With cities set to house almost 5 billion people by 2030, how urban transport systems are designed will be pivotal for local economies, public health, and the global environment.
In June 2012, Rio de Janeiro blazed a trail for sustainable transport when it launched a 56 km cross-city bus rapid transit (BRT) system. Designed and implemented with technical support from EMBARQ, the high-tech bus route carries 220,000 passengers a day, establishing best practice in bringing improved quality of life while reducing greenhouse gas emissions.
BRT systems bring proven environmental, social, and economic benefits to crowded, congested, and polluted cities.

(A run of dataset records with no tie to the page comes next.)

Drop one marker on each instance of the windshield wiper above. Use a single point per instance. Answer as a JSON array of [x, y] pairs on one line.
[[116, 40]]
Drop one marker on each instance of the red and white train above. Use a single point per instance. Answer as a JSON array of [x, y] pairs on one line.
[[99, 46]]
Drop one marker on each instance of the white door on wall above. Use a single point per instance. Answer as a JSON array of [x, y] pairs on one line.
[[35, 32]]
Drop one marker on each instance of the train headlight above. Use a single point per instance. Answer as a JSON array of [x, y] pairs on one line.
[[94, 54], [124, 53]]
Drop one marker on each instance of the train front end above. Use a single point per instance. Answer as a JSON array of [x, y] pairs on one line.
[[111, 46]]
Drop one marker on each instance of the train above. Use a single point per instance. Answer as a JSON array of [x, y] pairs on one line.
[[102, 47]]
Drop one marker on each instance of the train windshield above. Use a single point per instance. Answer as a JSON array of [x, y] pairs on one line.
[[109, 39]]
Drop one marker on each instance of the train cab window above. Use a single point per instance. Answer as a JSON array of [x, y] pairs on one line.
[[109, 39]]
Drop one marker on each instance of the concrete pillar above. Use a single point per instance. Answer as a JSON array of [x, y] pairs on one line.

In Rio, the new BRT line, Transoeste, replaces short, fragmented bus routes with a rapid-transit corridor that gives priority to buses and enables passengers to cross the city on one bus instead of several. Pre-ticketing speeds journeys, as do dedicated BRT lanes and high-platform stations in place of roadside bus stops. For the first time, people from the west of Rio de Janeiro without cars can easily access opportunities in the far south.

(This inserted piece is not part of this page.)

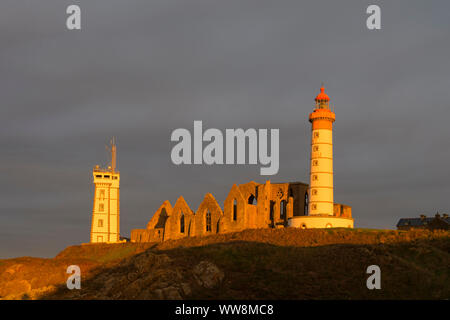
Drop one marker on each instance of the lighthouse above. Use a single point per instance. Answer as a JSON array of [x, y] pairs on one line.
[[321, 168], [105, 226]]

The result is safer transport, shorter commutes, less pollution, and greater social inclusion. Typical travel time has been cut by at least half for 65 percent of riders. Surveys suggest 90 percent of passengers are satisfied with the new service. “Now I have one more hour to sleep in the morning and more time to play with my kids in the evening,” was one typical comment.
EMBARQ studies show road safety benefits from the BRT corridor. The BRT will save an estimated 300,000 tons of carbon dioxide a year by 2016, as well as 148 million hours of passengers’ time.
Making Change Happen: WRI’s Role
EMBARQ promotes BRT routes and their critical role in sustainable, integrated public transport systems around the world.
In Rio, EMBARQ Brazil partnered with the Municipal Secretariat for Transport and Mayor Eduardo Paes in providing technical support for Transoeste. In addition to providing design and project management expertise, EMBARQ assisted with marketing the new transport system to residents and the media. We also guide continuing safety audits that will help maximize passenger safety benefits.
By 2016, the year Rio hosts the summer Olympics, city authorities plan to expand the BRT network to 153 km. This expansion would make it the largest BRT network in Latin America, carrying 1.2 million passengers daily. By showcasing the bus transportation of the future, Rio’s actions can help promote BRT scale-up across emerging economies.